You might have noticed that this review looks slightly different to other reviews on VideoGamer.com. That's because we look at games clearly designed for younger gamers in a slightly different way to other games. We'll endeavour to tell you just what you need to know in a clear and concise way so you'll be confident it's the right purchase for whatever your situation.
What is it?
Enchanted Folk is a life-simulation game that lets you attend a magical school. After designing your character and naming your college, you'll be free to explore the local area. There are lessons to attend, friends to make and mysteries to solve. Players will also have to earn money by fishing or collecting items to sell. This cash can then be used to buy clothes, spell ingredients and decorations for your dorm room. The ultimate goal is to become the world's greatest wizard by learning every spell and investigating all the game's secrets. Enchanted Folk is extremely similar to Animal Crossing, although it does offer a few more things to do.
There's a surprisingly large amount to keep track of in Enchanted Folk. There are a great many things to see and do, but the pace of the game is extremely gentle. Most actions are controlled by single button presses or via simple actions with the stylus, but there are rather a lot of commands to remember. The most complicated actions relate to the performing of spells, whereby the player must create a chain of several icons by selecting them on different menus. For example, the treasure hunt spell requires you to select the icons "magic", "treasure" and "seek" in that order. Younger children might find this tricky.
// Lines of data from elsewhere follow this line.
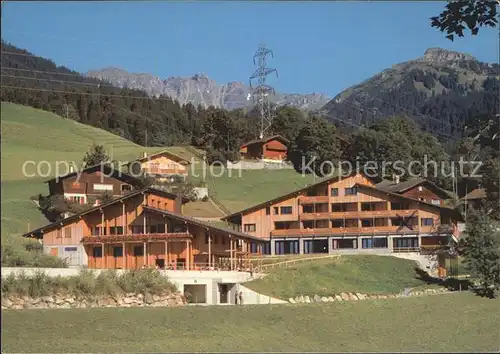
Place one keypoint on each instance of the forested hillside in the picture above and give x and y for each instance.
(132, 114)
(440, 91)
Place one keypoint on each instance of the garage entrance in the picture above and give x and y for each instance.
(196, 293)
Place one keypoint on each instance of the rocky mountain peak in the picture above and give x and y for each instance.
(439, 54)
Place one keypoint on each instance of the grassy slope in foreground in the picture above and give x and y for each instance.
(455, 322)
(37, 135)
(365, 274)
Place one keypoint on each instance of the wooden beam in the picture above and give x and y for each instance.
(209, 250)
(124, 251)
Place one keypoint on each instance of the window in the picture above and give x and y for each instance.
(97, 252)
(116, 230)
(118, 251)
(126, 187)
(138, 251)
(249, 227)
(103, 187)
(351, 191)
(427, 221)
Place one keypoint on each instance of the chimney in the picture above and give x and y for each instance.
(178, 203)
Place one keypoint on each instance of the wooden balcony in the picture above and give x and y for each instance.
(358, 214)
(164, 171)
(316, 199)
(136, 238)
(340, 231)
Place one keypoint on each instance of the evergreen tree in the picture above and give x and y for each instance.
(95, 155)
(481, 248)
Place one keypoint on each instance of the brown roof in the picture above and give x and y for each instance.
(171, 155)
(478, 193)
(401, 187)
(105, 168)
(76, 216)
(265, 140)
(291, 194)
(207, 225)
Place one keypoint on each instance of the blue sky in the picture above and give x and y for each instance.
(320, 47)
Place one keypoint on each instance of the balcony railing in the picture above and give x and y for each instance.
(135, 238)
(314, 199)
(338, 231)
(357, 214)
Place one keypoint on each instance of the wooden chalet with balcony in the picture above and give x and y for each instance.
(161, 165)
(92, 181)
(144, 228)
(271, 148)
(348, 214)
(416, 188)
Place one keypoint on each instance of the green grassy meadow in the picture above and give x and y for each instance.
(458, 322)
(368, 274)
(30, 134)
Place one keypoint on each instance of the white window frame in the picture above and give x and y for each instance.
(103, 187)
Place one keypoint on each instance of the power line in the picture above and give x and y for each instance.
(261, 92)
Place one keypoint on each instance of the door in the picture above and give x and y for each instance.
(224, 293)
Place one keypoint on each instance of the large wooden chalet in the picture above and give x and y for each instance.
(352, 214)
(144, 228)
(272, 148)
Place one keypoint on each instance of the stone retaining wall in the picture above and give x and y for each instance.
(359, 296)
(14, 302)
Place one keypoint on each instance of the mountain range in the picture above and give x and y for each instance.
(440, 90)
(199, 89)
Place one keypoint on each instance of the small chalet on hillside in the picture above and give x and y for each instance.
(416, 188)
(92, 181)
(161, 165)
(272, 148)
(144, 228)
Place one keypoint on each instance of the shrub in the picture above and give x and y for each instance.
(22, 252)
(108, 282)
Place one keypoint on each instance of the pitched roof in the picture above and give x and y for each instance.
(104, 168)
(265, 140)
(478, 193)
(198, 222)
(128, 195)
(171, 155)
(401, 187)
(397, 195)
(293, 193)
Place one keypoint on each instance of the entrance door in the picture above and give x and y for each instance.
(160, 263)
(224, 293)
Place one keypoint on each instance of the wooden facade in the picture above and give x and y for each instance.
(92, 181)
(273, 148)
(162, 164)
(146, 228)
(350, 207)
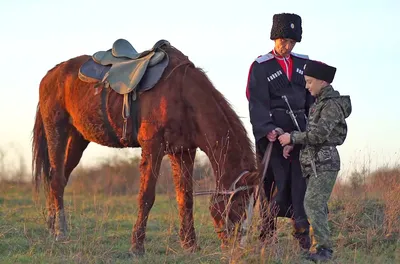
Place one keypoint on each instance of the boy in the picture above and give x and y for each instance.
(319, 158)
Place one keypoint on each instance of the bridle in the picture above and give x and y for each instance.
(234, 190)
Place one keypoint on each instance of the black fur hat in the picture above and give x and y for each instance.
(319, 70)
(286, 25)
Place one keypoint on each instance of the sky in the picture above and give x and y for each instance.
(360, 38)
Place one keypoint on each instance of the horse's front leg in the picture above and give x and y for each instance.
(182, 167)
(149, 171)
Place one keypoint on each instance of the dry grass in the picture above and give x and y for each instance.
(101, 207)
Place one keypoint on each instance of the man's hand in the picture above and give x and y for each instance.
(272, 136)
(286, 150)
(284, 139)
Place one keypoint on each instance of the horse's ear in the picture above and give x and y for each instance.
(250, 178)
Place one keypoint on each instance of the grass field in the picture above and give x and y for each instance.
(364, 224)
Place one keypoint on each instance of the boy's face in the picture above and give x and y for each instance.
(314, 85)
(284, 46)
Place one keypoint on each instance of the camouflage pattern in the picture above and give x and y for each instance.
(317, 195)
(326, 129)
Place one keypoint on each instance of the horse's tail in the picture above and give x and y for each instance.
(40, 156)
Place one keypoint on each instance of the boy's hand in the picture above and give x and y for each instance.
(284, 139)
(286, 150)
(272, 136)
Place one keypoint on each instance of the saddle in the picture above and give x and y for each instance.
(126, 71)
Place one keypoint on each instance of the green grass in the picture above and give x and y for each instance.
(100, 229)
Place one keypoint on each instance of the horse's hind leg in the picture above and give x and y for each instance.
(76, 144)
(182, 167)
(56, 128)
(152, 154)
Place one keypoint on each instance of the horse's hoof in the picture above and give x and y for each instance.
(137, 251)
(190, 248)
(60, 237)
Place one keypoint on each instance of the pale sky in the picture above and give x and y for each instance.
(360, 38)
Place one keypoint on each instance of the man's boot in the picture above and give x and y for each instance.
(304, 240)
(322, 254)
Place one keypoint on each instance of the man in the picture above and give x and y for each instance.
(326, 129)
(278, 73)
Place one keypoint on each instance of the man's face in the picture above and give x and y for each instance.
(314, 85)
(284, 46)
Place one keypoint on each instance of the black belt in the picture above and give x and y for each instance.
(287, 111)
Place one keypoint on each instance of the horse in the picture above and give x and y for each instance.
(183, 112)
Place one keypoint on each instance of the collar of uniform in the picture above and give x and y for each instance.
(279, 57)
(325, 91)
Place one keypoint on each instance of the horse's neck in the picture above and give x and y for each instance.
(228, 164)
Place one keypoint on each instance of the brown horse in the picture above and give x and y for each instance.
(181, 113)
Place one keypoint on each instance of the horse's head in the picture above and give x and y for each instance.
(228, 207)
There is really very little to worry about in terms of the content of Enchanted Folk, with nothing that could even vaguely be described as violence. However, there is quite lot of reading to do, and some of the text uses complicated words like "linguistics". There isn't a lot of action in this game; it's more about learning magic, exploring the town and chatting to other characters. For this reason, we suggest that this might not be such a good choice for very young gamers.
Graphics are cute and colourful, presented in a cartoon style that is very similar to that used in Animal Crossing. Most of your school mates take the form of talking animals, although there are some weirder characters, like a sentient mobile phone. Some of the music is quite catchy, and voices are entirely represented as strange babbling gibberish.
Anything for adults?
Grown-ups who don't mind the rather cute graphics will find quite a lot to enjoy here. Since there's so much to do, it's quite possible that adults will enjoy their own second life as a Harry Potter wannabe. There are also quite a few jokes and characterisations that will go over kids' heads - such as the town's spectacularly camp hairdresser.
Despite the fact that it is clearly being marketed at children, Enchanted Folk is a surprisingly deep game. Fans of Animal Crossing may feel that this is a little too similar for its own good, but other young gamers should have plenty of fun with their magical studies. The slow pace won't be for everyone, but kids who do like this will probably play it for a long time.